TOURISME : Médoc Atlantique valorise cinq pépites entre histoire et nature
La communauté de communes Médoc Atlantique met en lumière cinq sites emblématiques, allant des monuments classés par l’UNESCO aux réserves naturelles sauvages, pour promouvoir un tourisme durable et culturel.
De Lacanau à la Pointe de Grave, le territoire de Médoc Atlantique s’affirme comme une destination riche de contrastes, abritant deux sites inscrits au Patrimoine mondial de l’Humanité et le plus vaste estuaire d’Europe. Loin du tourisme de masse, la destination mise sur la découverte douce de son patrimoine, à travers cinq lieux chargés d’histoire.

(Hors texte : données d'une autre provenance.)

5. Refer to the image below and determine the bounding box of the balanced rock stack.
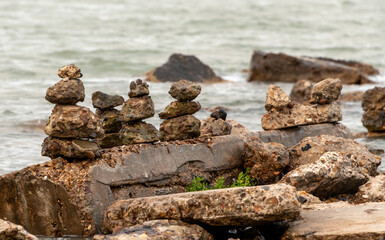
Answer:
[262,78,342,130]
[92,91,124,148]
[159,80,201,141]
[42,64,104,160]
[119,79,159,144]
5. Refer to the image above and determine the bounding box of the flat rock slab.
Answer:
[282,203,385,240]
[103,184,301,233]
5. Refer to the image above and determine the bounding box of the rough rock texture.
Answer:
[128,79,150,98]
[44,105,104,138]
[309,78,342,104]
[103,184,300,232]
[120,121,159,144]
[159,101,201,119]
[92,91,124,109]
[94,220,214,240]
[281,202,385,240]
[261,102,342,130]
[57,64,83,79]
[41,137,100,160]
[265,85,291,111]
[45,79,85,105]
[168,79,201,101]
[146,54,224,82]
[159,115,201,141]
[290,80,314,104]
[120,96,155,122]
[0,219,37,240]
[242,137,290,184]
[248,51,371,84]
[289,135,381,176]
[280,152,369,199]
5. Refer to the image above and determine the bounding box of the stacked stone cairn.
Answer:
[42,64,104,160]
[159,80,201,141]
[92,91,124,148]
[119,79,159,144]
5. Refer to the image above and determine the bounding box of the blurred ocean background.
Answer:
[0,0,385,174]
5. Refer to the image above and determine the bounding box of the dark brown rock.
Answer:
[45,79,85,105]
[159,101,201,119]
[146,54,224,82]
[159,115,201,141]
[92,91,124,110]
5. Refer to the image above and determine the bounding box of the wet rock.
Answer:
[120,96,155,122]
[289,135,381,176]
[44,105,104,138]
[92,91,124,110]
[94,220,214,240]
[248,51,371,84]
[45,79,85,105]
[261,102,342,130]
[168,79,201,101]
[159,101,201,119]
[120,121,159,144]
[103,184,300,232]
[159,115,201,141]
[128,79,150,98]
[0,219,38,240]
[309,78,342,104]
[146,54,224,82]
[57,64,83,79]
[41,137,100,160]
[280,152,369,199]
[290,80,314,104]
[242,137,290,184]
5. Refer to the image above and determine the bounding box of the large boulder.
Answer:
[146,54,223,82]
[103,184,300,233]
[247,51,371,84]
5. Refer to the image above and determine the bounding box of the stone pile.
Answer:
[119,79,159,144]
[92,91,124,148]
[159,80,201,141]
[42,64,104,159]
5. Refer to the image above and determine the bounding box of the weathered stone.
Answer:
[265,85,291,111]
[45,79,85,105]
[289,135,381,176]
[159,115,201,141]
[281,202,385,240]
[94,220,214,240]
[290,80,314,104]
[44,105,104,138]
[120,96,155,122]
[261,102,342,130]
[92,91,124,110]
[128,79,150,98]
[247,51,371,84]
[103,184,300,232]
[159,101,201,119]
[146,54,224,82]
[309,78,342,104]
[120,121,159,144]
[201,117,232,136]
[0,219,38,240]
[280,152,369,199]
[168,79,201,101]
[242,137,290,184]
[41,137,100,160]
[57,64,83,79]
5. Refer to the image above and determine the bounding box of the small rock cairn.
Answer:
[159,80,201,141]
[119,79,159,144]
[42,64,104,160]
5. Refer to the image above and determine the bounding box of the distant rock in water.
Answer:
[247,51,378,84]
[146,53,224,82]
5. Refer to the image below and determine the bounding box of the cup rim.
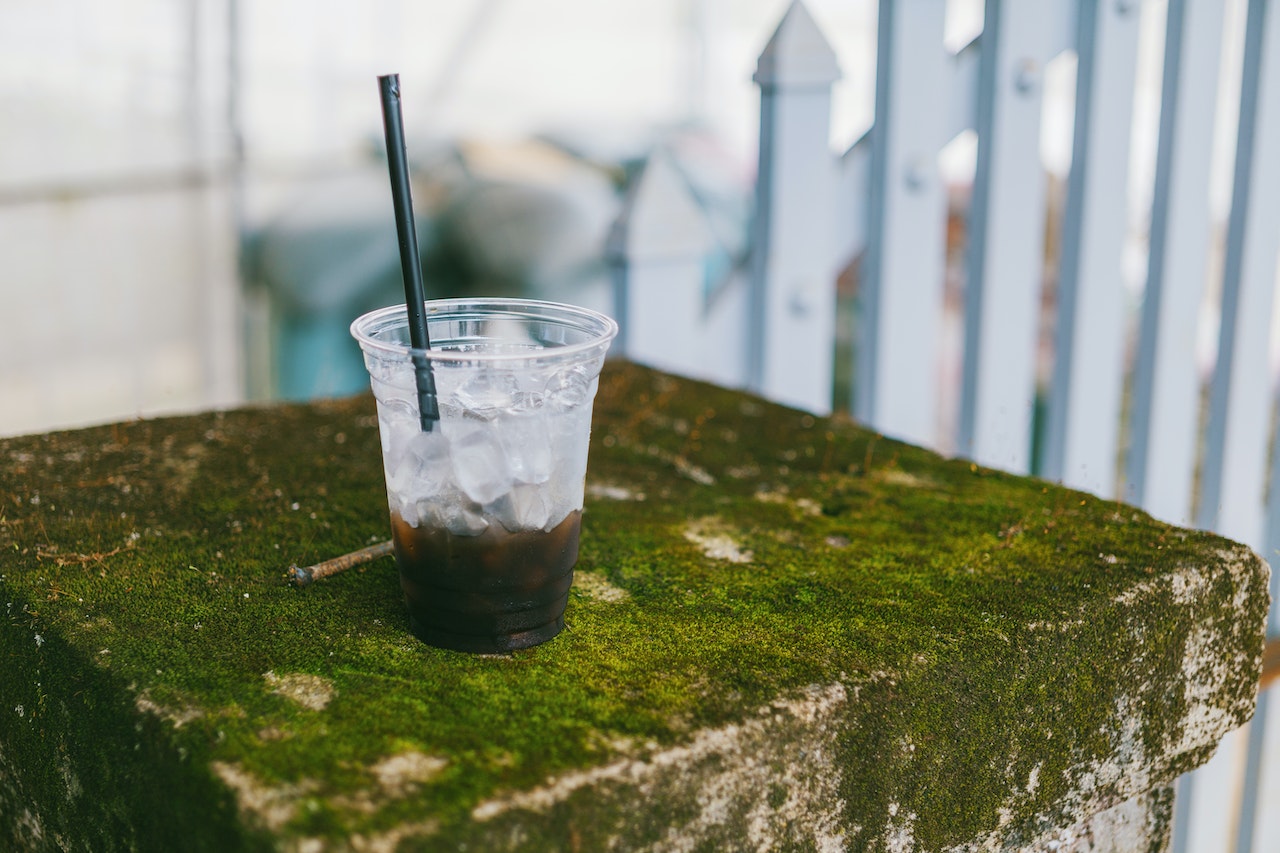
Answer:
[349,296,618,362]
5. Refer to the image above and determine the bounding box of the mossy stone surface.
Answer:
[0,364,1268,850]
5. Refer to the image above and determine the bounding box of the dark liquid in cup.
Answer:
[392,511,582,652]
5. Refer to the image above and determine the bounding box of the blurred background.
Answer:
[0,0,901,434]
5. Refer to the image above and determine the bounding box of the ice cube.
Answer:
[431,494,489,537]
[452,370,517,420]
[449,421,512,503]
[485,483,552,533]
[498,394,556,483]
[547,364,591,411]
[387,429,452,503]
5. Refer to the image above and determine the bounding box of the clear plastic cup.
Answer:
[351,298,618,652]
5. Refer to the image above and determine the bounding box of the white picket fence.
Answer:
[609,0,1280,853]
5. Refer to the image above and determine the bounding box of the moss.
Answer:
[0,364,1267,849]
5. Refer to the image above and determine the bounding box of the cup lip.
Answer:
[349,296,618,364]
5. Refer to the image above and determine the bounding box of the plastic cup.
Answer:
[351,298,618,652]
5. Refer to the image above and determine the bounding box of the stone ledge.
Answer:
[0,364,1268,850]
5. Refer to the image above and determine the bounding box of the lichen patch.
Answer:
[210,761,315,833]
[471,683,847,850]
[755,489,822,517]
[133,690,205,729]
[262,670,337,711]
[370,752,449,797]
[684,516,755,562]
[573,571,631,603]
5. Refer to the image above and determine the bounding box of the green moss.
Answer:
[0,365,1266,849]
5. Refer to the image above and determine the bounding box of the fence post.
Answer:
[959,0,1050,474]
[748,0,840,414]
[1124,0,1225,524]
[1043,0,1138,497]
[854,0,952,446]
[605,149,713,378]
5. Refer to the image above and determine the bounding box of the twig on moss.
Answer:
[289,542,392,587]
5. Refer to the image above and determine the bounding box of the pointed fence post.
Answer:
[605,150,714,378]
[748,0,840,414]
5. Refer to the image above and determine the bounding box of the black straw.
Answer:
[378,74,440,433]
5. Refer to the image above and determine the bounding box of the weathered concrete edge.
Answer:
[381,546,1270,853]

Le « Versailles des mers » toujours en activité
Sentinelle incontournable située à l’entrée de l’estuaire de la Gironde, le phare de Cordouan demeure le dernier phare en mer encore gardienné en France. Édifié au début du 17ème siècle, ce monument mêle prouesse technique et architecture Renaissance. Il a d’ailleurs accueilli les expérimentations de la lentille de Fresnel au 19ème siècle. Classé par l’UNESCO depuis 2021 et élu deuxième monument préféré des Français en 2025, il se visite au départ du Verdon-sur-Mer via une navette amphibie.
Soulac-sur-Mer : une basilique ressuscitée et des villas Belle Époque
À Soulac-sur-Mer, l’histoire se lit à travers deux époques distinctes. D’un côté, la basilique Notre-Dame-de-la-Fin-des-Terres raconte un récit de survie. Cet édifice, mêlant styles roman et gothique, a été presque totalement enseveli sous les sables au 18ème siècle avant d’être dégagé au siècle suivant. Inscrite au Patrimoine mondial au titre des Chemins de Compostelle, elle conserve encore quatre mètres de sa structure sous terre.
De l’autre côté, la ville témoigne de l’essor des bains de mer avec ses célèbres « villas 1900 ». Surnommée la « ville aux 500 villas », la station balnéaire offre un circuit urbain permettant d’admirer ces constructions aux influences néocoloniales, caractérisées par l’usage de la brique et de boiseries typiques de la Belle Époque.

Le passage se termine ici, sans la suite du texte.